- Born: February 24, 1954
- Died: October 13, 2017 (aged 63)
- Occupation: Editorial Director of Devir

= Douglas Quinta Reis =

Brazilian editor and publisher of comics and role-playing games

Douglas Quinta Reis (February 24, 1954 - October 13, 2017) was a Brazilian editor and publisher, known for popularizing Role-playing games (RPGs) and comic books in Brazil.

== Career ==
In 1987, Quinta Reis met Mauro Martinez dos Prazeres while working at Unisys, an information technology services company. In 1987, the pair founded Devir Livraria in São Paulo, along with Walder Mitsiharu Yano and Martinez's wife, Deborah Fink.

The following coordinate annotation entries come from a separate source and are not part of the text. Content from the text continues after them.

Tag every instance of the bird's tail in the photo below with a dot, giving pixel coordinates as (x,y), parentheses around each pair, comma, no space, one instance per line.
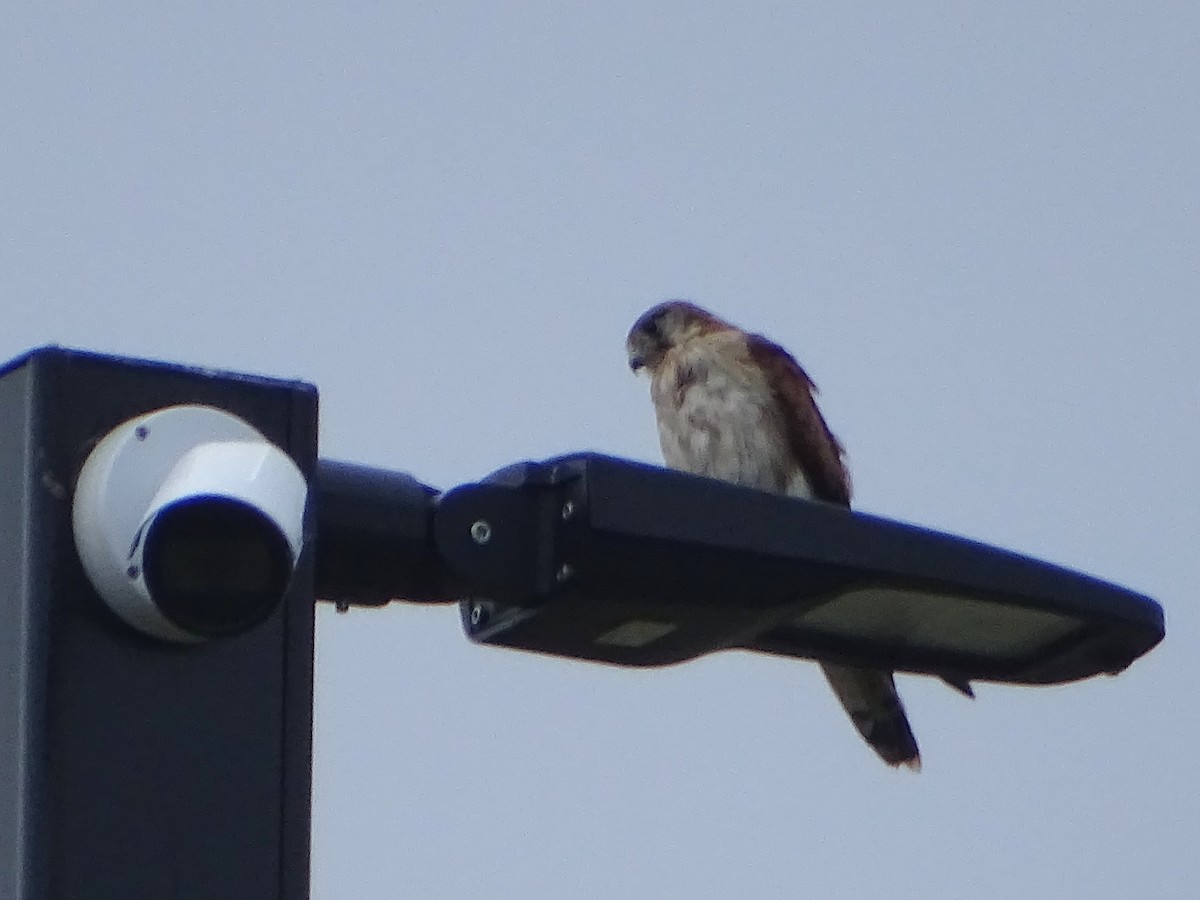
(870,699)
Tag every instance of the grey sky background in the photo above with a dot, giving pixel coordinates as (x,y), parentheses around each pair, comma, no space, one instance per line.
(975,225)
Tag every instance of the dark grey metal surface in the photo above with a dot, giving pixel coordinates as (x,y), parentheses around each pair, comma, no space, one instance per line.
(132,768)
(600,558)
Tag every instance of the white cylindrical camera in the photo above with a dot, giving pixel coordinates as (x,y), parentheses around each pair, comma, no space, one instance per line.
(190,522)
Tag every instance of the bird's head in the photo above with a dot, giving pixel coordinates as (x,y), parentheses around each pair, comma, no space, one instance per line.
(665,327)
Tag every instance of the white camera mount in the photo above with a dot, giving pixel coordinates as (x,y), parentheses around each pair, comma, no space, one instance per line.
(190,522)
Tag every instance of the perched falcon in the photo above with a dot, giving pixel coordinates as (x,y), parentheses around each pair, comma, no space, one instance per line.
(737,407)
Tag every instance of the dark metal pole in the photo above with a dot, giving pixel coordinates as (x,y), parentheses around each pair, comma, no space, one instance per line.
(132,767)
(376,538)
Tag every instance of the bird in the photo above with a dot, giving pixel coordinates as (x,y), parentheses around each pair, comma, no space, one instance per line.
(736,406)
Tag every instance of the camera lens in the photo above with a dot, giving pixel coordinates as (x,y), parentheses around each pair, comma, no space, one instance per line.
(215,565)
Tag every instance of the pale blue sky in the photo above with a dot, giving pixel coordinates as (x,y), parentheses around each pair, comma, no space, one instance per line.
(976,226)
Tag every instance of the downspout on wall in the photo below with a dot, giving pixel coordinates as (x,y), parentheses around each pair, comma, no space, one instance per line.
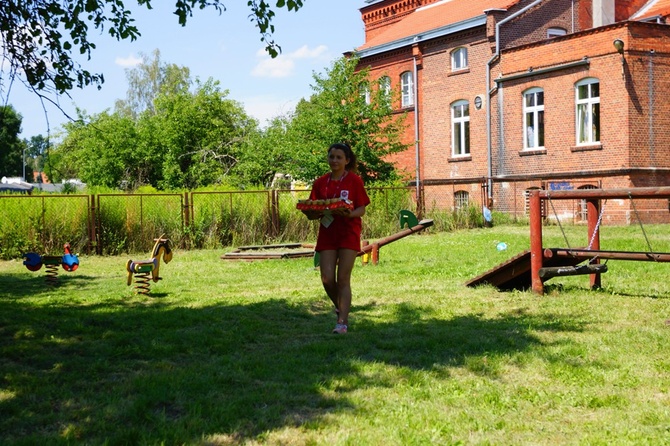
(489,91)
(417,159)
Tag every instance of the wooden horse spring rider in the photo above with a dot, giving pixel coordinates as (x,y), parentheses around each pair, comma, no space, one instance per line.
(142,269)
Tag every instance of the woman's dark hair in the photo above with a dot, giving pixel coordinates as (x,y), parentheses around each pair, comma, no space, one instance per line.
(352,165)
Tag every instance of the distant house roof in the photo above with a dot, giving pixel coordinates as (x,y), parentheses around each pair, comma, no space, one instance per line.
(434,20)
(653,9)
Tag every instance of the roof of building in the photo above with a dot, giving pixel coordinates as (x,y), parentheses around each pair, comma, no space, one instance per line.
(435,16)
(653,9)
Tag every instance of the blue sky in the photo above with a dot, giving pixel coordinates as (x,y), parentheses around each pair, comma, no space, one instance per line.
(225,47)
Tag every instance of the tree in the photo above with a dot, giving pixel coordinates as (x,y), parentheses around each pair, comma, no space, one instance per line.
(339,111)
(37,148)
(11,146)
(149,79)
(102,152)
(40,37)
(199,135)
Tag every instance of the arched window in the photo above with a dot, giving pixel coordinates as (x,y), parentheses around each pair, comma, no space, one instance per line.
(533,118)
(587,103)
(385,85)
(459,59)
(364,91)
(407,89)
(460,128)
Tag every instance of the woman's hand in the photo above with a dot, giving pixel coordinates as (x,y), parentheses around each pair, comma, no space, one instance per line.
(312,214)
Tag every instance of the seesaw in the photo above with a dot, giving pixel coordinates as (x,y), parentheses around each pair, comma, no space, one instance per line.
(296,250)
(370,251)
(531,268)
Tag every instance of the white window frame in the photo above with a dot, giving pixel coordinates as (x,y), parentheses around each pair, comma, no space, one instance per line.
(459,59)
(407,89)
(587,112)
(385,85)
(533,135)
(460,128)
(364,91)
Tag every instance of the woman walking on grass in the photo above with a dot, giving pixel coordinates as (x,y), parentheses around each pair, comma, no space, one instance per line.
(339,238)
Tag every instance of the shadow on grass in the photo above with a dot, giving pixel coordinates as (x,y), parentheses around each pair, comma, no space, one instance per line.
(138,372)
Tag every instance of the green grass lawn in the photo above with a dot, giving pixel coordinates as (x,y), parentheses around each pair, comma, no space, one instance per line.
(232,352)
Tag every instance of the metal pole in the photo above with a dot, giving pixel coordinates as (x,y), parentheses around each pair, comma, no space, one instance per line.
(535,242)
(592,213)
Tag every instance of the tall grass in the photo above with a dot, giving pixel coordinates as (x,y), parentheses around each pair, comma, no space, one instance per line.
(128,223)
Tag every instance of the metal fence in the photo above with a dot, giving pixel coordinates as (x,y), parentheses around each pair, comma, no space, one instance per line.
(127,223)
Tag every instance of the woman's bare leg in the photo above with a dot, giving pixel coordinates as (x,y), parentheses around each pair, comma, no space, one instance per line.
(345,264)
(327,265)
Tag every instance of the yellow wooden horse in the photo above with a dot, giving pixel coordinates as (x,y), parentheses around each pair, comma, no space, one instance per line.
(143,268)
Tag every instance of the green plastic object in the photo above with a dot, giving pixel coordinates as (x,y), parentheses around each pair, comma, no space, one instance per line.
(407,217)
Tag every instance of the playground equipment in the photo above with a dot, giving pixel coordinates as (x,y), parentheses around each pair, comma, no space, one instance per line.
(369,251)
(146,270)
(407,218)
(533,267)
(68,261)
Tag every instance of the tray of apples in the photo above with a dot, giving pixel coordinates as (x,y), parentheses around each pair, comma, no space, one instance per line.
(324,205)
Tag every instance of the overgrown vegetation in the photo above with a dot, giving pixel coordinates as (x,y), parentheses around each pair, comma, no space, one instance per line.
(225,352)
(128,223)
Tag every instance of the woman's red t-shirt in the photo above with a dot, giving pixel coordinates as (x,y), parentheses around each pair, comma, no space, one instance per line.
(343,232)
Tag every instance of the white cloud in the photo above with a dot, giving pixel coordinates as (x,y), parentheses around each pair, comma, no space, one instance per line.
(305,53)
(128,62)
(284,65)
(280,66)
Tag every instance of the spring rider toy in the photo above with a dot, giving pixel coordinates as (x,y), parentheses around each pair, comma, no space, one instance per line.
(68,261)
(142,269)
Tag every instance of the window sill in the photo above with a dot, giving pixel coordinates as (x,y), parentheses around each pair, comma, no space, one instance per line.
(586,148)
(459,71)
(532,152)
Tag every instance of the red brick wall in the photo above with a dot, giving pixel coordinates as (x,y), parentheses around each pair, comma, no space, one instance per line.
(532,25)
(634,141)
(393,65)
(631,136)
(440,88)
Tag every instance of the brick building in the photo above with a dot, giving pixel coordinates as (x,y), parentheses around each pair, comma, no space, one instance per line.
(503,96)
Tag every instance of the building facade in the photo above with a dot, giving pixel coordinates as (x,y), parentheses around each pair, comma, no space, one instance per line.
(502,97)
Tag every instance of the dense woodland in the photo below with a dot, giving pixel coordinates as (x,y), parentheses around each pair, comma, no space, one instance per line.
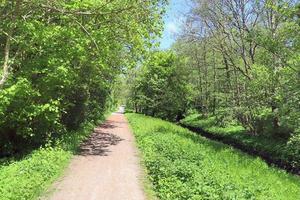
(236,65)
(232,75)
(59,62)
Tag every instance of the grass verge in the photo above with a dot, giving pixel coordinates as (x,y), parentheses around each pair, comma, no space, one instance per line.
(274,150)
(182,165)
(29,177)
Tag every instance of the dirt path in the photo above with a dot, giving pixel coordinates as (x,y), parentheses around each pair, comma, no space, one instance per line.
(107,167)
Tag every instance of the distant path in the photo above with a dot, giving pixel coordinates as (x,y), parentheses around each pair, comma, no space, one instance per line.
(107,167)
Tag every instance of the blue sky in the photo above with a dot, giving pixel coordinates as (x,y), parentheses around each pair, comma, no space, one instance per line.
(173,19)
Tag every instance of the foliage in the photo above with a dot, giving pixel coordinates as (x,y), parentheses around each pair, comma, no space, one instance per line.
(160,87)
(60,62)
(29,177)
(274,148)
(182,165)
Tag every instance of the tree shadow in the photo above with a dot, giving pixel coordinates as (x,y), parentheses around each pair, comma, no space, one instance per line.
(99,142)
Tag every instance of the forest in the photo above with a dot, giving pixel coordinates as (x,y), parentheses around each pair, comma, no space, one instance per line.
(232,77)
(233,72)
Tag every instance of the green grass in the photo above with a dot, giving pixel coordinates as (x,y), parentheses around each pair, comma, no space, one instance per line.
(183,165)
(275,148)
(29,177)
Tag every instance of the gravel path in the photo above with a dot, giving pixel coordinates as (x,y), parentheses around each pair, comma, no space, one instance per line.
(107,167)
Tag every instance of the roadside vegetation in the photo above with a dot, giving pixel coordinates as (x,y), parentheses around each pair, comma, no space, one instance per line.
(60,63)
(183,165)
(273,150)
(233,72)
(27,177)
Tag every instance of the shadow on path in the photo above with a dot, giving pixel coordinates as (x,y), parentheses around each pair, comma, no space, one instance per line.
(99,142)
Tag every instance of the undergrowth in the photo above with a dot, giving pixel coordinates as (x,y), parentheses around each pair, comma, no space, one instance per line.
(28,177)
(182,165)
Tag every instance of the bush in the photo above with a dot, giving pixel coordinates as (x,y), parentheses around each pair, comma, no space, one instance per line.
(182,165)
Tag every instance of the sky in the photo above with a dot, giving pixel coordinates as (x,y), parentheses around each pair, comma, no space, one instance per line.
(172,22)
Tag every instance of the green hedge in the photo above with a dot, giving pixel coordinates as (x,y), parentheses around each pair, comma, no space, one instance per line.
(274,149)
(183,165)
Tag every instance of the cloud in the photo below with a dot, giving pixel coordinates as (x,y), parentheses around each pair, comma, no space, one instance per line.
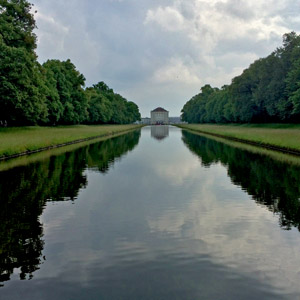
(176,71)
(162,49)
(168,18)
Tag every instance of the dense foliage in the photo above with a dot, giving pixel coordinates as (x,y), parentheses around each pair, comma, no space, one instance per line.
(268,91)
(52,93)
(24,192)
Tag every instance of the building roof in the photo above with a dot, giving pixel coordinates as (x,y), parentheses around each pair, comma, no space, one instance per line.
(159,109)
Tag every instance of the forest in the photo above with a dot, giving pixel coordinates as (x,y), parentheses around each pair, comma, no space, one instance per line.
(52,93)
(266,92)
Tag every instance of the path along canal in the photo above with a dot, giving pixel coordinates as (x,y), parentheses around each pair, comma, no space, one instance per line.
(157,213)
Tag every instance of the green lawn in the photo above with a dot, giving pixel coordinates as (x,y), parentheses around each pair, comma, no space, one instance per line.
(22,139)
(283,136)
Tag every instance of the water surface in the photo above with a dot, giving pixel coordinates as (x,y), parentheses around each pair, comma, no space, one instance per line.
(156,214)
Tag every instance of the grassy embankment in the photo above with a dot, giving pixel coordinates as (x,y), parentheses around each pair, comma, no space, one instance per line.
(283,137)
(23,140)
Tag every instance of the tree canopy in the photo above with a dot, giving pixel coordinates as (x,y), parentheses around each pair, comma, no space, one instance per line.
(267,91)
(52,93)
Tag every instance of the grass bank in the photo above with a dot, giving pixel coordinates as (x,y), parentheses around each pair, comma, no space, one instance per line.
(282,137)
(25,140)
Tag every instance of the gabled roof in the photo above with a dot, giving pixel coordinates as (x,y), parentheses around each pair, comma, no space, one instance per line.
(159,109)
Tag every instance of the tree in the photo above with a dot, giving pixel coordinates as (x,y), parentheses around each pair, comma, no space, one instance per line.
(69,83)
(22,90)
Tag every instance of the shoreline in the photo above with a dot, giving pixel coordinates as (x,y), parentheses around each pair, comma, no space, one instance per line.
(76,141)
(242,140)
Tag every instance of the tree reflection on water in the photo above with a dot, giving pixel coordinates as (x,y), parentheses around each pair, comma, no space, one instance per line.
(24,192)
(275,184)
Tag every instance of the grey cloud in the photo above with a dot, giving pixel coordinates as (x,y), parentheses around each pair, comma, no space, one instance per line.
(236,8)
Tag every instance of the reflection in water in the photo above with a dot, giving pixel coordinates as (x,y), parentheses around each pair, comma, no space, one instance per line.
(156,225)
(160,132)
(24,192)
(271,183)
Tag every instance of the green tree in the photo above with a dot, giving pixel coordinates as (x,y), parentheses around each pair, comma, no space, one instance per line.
(63,76)
(22,90)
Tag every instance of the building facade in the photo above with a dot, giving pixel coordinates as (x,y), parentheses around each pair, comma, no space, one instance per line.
(159,116)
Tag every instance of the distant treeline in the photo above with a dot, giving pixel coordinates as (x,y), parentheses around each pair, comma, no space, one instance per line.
(268,91)
(52,93)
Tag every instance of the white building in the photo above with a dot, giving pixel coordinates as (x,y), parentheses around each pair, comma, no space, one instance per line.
(159,116)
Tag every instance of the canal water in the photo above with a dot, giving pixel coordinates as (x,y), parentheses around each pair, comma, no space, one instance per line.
(154,214)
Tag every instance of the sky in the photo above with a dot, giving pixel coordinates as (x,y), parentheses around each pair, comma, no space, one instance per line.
(160,53)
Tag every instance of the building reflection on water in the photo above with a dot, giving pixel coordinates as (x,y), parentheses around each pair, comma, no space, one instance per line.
(159,132)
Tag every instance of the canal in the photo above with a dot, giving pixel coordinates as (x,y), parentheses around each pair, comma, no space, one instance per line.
(157,213)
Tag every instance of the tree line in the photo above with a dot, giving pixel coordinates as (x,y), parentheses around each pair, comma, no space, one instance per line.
(25,190)
(51,93)
(267,91)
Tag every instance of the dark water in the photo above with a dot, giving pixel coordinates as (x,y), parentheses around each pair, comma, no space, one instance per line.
(156,214)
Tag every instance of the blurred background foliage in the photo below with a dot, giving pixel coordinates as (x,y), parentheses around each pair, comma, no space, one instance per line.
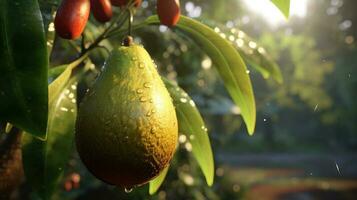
(306,127)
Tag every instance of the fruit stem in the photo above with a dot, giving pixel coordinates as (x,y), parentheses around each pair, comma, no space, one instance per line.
(110,28)
(130,21)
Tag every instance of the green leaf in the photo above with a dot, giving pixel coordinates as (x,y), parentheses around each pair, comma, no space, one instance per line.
(191,124)
(283,6)
(23,66)
(44,161)
(61,81)
(255,55)
(155,184)
(252,53)
(228,62)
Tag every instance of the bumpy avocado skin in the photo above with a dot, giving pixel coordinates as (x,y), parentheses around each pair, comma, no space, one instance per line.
(126,131)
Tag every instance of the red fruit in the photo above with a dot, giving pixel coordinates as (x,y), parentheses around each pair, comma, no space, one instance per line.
(71,18)
(122,3)
(102,10)
(168,11)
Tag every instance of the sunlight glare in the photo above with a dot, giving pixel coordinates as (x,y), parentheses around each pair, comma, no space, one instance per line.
(274,17)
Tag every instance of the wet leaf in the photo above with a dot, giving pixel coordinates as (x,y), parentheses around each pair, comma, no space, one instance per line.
(44,161)
(23,66)
(192,125)
(254,54)
(228,62)
(155,184)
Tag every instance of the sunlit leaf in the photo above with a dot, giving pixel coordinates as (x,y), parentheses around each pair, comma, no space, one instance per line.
(44,161)
(192,125)
(228,62)
(254,54)
(155,184)
(61,81)
(23,66)
(283,6)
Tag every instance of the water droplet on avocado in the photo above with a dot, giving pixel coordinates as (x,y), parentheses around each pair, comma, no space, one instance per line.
(183,100)
(141,65)
(142,99)
(147,85)
(139,91)
(148,114)
(153,130)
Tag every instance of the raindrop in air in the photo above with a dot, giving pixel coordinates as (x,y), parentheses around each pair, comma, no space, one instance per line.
(128,190)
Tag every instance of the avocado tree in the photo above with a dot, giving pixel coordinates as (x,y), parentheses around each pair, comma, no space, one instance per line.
(124,117)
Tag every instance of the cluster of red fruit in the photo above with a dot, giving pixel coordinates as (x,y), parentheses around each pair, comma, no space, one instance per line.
(72,15)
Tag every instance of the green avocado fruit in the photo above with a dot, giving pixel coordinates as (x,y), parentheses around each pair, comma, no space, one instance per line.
(126,130)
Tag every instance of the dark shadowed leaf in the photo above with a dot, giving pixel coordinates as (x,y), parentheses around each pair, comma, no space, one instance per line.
(228,62)
(155,184)
(23,66)
(192,125)
(44,161)
(283,5)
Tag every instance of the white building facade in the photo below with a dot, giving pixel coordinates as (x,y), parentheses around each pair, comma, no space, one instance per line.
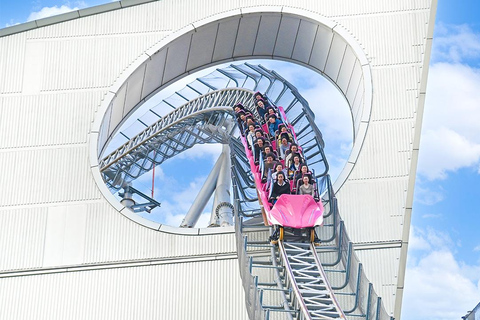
(70,250)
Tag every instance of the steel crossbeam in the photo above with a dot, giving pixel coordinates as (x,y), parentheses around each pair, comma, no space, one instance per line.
(205,119)
(306,278)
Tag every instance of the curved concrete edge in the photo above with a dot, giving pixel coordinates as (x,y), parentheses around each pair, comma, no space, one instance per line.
(366,94)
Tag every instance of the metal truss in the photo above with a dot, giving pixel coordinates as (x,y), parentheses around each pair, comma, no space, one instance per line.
(285,282)
(307,280)
(206,119)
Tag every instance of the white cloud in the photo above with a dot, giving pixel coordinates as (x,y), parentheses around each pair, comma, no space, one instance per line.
(436,285)
(202,150)
(451,134)
(455,43)
(50,11)
(427,196)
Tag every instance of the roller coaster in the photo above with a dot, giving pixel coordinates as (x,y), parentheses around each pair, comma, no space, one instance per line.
(291,277)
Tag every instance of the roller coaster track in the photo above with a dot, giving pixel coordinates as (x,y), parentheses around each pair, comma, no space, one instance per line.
(288,281)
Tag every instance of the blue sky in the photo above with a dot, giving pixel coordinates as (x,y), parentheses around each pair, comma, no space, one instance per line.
(443,267)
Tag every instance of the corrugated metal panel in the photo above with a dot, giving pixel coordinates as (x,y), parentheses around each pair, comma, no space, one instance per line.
(91,53)
(78,64)
(246,36)
(46,175)
(386,152)
(287,34)
(201,55)
(403,95)
(148,292)
(225,43)
(381,272)
(367,205)
(47,119)
(265,41)
(22,237)
(112,237)
(401,36)
(12,63)
(177,57)
(319,55)
(304,44)
(335,57)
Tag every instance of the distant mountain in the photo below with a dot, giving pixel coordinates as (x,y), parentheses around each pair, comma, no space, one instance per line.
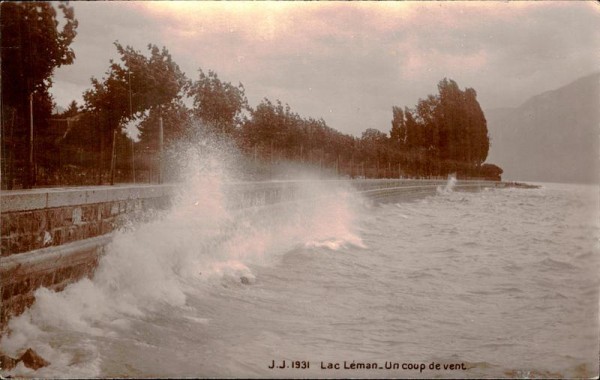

Devir was initially an importer of RPG fantasy books, and comics aimed at adults, connecting a Brazilian audience with the North American comics market. The comics include titles from Marvel, DC, Image, Dark Horse, and other independent publishers. Devir later became a publishing house, being one of the most important Brazilian publishers of RPGs and card games, with subsidiaries in Portugal, Spain, and Chile and other Latin American countries.

In 1990, Devir began translating and publishing RPG books in Portuguese. In 1995, the company began importing Magic: The Gathering, a deck-building game. Devir imported other popular RPGs, including Dungeons & Dragons and GURPS.

In 2000, Devir brought the Pokémon Trading Card Game to Brazil.

== Personal life ==
On October 13, 2017, Quinta Reis died of a heart attack at the age of 65.

In 2017, Quinta Reis won, in memoriam, the Troféu HQ Mix in the "Great Homage" category. National RPG Day was created in Brazil in 2017 and celebrated on Quinta Reis' birthday, February 24.